Imagine you bought a £3,500 painting which was thought to be a 19th-century copy, but its value skyrocketed to £10m after it was reattributed to a Renaissance master. However, you failed to get an export licence for the painting, making it almost unsellable. This is exactly what happened to Kathleen Simonis.

Giotto’s Madonna and Child

Kathleen Simonis purchased a painting for £3,500 in 1990 at a Florence auction. The painting, titled Madonna and Child, was thought to be a 19th-century copy of Italian painter Giotto (1267-1337).


Two years later, the work was proclaimed to be an authentic Giotto after an art expert published an article about it. Madonna and Child was later reattributed to the 14th-century master, proven by technical analysis during restorations.

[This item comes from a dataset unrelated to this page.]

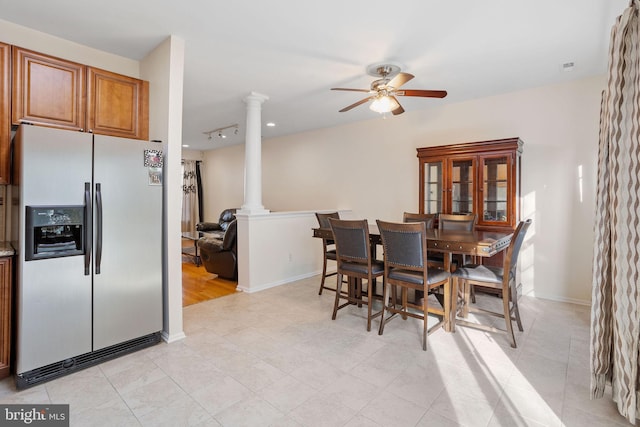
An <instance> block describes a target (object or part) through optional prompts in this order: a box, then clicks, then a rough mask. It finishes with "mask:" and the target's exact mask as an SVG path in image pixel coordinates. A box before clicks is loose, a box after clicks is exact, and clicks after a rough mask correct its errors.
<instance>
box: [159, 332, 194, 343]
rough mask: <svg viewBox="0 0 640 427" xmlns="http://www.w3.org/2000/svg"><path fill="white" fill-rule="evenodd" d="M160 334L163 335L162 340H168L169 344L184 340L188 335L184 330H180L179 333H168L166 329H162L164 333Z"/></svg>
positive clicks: (166, 341)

The painting is now estimated to be worth £10 million (US$13.2 million).

A sculpture by Giotto

The work was at first identified as a 19th-century copy, so the Italian authorities granted an export licence in 1999. After the reattribution, Italy came to realize that this was a work of “exceptional cultural and historical importance”.


In 2000, a decree issued by Italy’s Ministry of Cultural Property annulled all previous licences on the basis that restoration carried out during the 1990s meant the work “became another work of art”. Simonis appealed the decision.


The Ministry issued another decree in 2004, which was successfully appealed by Simonis in 2007. Simonis exported the painting to the UK in February 2007, days after the ruling annulled the 2004 decree. Yet, Italy’s highest administrative court later reversed the 2007 order, in support of the 2004 decree.

Another painting by Giotto

Another painting by Giotto

In 2015, Simonis applied to Arts Council England (ACE) for an export licence to Switzerland. ACE rejected the application as it decreed that, under EU laws, it had no power to grant an export licence.


The latest ruling in London’s High Court upheld ACE’s decision not to grant a licence, supporting the decision that the work was illegally dispatched from Italy to the UK in 2007. It concluded that the competent authority for a licence was the Italian authorities instead.

London’s High Court

Simonis has to make a choice between keeping the painting in the UK or send to it home to Italy. If she goes with the former option, it seems that the only potential buyer would be UK-based, someone who doesn’t mind the stink of it having been unlawfully exported from Italy.